Application of the Optimal Homotopy Asymptotic Approach for Solving Two-Point Fuzzy Ordinary Differential Equations of Fractional Order Arising in Physics

Abstract

This work focuses on solving and analyzing two-point fuzzy boundary value problems in the form of fractional ordinary differential equations (FFOBVPs) using a new version of the approximation analytical approach. FFOBVPs are useful in describing complex scientific phenomena that include heritable characteristics and uncertainty, and obtaining exact or close analytical solutions for these equations can be challenging, especially in the case of nonlinear problems. To address these difficulties, the optimal homotopy asymptotic method (OHAM) was studied and extended in a new form to solve FFOBVPs. The OHAM is known for its ability to solve both linear and nonlinear fractional models and provides a straightforward methodology that uses multiple convergence control parameters to optimally manage the convergence of approximate series solutions.

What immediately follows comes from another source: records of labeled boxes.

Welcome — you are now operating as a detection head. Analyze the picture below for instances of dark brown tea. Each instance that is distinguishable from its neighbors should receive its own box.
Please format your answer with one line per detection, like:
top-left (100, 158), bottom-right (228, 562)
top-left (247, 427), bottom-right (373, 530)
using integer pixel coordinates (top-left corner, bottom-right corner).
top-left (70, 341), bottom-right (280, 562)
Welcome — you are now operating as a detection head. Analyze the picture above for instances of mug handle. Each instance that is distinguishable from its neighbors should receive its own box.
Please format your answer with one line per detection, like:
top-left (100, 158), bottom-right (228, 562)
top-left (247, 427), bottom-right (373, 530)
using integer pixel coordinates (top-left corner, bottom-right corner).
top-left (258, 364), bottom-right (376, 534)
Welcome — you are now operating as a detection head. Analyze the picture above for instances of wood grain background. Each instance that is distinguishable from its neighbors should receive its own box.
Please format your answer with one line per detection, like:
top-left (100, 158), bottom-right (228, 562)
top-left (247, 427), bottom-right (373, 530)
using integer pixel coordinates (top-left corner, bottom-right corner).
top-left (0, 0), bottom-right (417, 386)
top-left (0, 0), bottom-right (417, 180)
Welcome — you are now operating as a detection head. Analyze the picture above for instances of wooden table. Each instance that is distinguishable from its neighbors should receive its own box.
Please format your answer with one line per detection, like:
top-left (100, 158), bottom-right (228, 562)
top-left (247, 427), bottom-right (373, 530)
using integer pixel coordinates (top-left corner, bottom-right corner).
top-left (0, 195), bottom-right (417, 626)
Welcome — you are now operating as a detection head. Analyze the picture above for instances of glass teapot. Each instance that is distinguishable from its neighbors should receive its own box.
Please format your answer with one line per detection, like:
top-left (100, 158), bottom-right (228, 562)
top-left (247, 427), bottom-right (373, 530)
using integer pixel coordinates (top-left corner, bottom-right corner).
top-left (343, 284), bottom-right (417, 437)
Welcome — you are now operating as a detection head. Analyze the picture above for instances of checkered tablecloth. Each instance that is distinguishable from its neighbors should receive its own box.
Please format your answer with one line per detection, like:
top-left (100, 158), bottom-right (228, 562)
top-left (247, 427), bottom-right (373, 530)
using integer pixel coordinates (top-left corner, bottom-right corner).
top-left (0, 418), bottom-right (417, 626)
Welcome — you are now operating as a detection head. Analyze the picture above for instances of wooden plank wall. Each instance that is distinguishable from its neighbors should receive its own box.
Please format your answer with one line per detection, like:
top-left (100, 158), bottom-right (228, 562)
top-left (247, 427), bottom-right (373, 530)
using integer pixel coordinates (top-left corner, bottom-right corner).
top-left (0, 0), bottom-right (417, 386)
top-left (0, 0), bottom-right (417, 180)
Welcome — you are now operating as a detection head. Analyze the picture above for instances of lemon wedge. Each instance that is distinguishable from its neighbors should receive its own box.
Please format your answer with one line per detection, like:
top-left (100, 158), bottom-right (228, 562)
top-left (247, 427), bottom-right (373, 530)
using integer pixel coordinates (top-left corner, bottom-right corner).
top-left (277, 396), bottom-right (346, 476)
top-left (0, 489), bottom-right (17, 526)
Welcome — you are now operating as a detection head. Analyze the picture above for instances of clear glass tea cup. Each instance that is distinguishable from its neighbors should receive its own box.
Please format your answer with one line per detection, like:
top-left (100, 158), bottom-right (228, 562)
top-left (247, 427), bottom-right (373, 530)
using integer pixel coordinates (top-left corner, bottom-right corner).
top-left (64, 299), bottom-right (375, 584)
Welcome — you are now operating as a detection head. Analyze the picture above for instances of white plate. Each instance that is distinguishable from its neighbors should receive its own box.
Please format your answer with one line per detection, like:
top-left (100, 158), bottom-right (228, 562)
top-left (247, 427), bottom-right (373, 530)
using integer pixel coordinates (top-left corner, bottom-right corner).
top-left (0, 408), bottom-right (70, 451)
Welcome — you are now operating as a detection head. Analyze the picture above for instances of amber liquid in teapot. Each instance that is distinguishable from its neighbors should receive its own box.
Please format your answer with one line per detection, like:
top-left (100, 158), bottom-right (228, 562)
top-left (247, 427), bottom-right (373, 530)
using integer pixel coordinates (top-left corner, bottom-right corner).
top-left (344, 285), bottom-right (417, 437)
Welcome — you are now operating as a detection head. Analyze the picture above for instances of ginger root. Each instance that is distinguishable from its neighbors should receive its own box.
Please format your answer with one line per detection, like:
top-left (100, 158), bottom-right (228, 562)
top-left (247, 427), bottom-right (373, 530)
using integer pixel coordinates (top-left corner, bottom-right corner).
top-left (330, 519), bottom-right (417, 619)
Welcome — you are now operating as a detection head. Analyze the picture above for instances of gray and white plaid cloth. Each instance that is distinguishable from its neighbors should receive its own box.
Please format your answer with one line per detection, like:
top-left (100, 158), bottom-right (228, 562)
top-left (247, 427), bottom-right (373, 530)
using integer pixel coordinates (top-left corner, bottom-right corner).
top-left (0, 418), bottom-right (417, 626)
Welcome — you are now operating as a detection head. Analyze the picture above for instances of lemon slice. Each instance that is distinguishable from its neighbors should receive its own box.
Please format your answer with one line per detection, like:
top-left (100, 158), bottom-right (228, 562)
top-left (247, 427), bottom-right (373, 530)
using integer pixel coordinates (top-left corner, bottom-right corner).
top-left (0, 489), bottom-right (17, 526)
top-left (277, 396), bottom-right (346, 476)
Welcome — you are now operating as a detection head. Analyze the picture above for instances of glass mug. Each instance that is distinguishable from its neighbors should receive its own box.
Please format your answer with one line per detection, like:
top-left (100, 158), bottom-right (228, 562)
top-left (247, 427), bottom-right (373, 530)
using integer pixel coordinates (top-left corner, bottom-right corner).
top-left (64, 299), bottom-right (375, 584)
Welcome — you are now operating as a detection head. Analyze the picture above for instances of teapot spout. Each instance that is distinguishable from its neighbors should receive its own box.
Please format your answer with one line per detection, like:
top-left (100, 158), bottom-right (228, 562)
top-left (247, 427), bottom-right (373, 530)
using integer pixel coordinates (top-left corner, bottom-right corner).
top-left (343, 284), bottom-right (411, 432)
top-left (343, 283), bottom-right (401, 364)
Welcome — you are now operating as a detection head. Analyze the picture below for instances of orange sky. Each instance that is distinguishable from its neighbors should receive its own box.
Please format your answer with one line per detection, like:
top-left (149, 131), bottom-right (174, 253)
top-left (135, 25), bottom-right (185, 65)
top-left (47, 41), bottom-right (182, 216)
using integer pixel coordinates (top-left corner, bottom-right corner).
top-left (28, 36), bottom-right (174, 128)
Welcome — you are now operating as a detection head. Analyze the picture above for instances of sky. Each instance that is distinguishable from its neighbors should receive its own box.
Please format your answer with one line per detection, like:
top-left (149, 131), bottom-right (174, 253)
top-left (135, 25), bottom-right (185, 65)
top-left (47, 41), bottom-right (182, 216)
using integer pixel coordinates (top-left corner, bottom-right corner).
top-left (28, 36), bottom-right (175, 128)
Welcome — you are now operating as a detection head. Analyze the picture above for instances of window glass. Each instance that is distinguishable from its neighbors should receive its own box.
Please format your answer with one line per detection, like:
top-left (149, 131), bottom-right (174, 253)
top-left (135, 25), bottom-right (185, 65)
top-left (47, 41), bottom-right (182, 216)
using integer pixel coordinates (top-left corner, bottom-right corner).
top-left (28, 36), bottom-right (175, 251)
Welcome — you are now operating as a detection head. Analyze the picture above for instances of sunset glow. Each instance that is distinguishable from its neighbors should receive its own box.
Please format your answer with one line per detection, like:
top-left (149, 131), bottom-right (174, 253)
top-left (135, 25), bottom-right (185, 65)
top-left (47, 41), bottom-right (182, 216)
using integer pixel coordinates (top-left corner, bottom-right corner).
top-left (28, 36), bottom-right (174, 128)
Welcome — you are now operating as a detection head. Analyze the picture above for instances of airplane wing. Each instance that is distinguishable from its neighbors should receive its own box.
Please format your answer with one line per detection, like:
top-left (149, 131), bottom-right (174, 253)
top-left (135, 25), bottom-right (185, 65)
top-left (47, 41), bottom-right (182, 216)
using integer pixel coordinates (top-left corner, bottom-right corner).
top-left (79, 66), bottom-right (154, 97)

The new form of the OHAM presented in this work incorporates the concepts of fuzzy sets theory and some fractional calculus principles to include fuzzy analysis in the method. The steps of fuzzification and defuzzification are used to transform the fuzzy problem into a crisp problem that can be solved using the OHAM. The method is demonstrated by solving and analyzing linear and nonlinear FFOBVPs at different values of fractional derivatives. The results obtained using the new form of the fuzzy OHAM are analyzed and compared to those found in the literature to demonstrate the method’s efficiency and high accuracy in the fuzzy domain. Overall, this work presents a feasible and efficient approach for solving FFOBVPs using a new form of the OHAM with fuzzy analysis.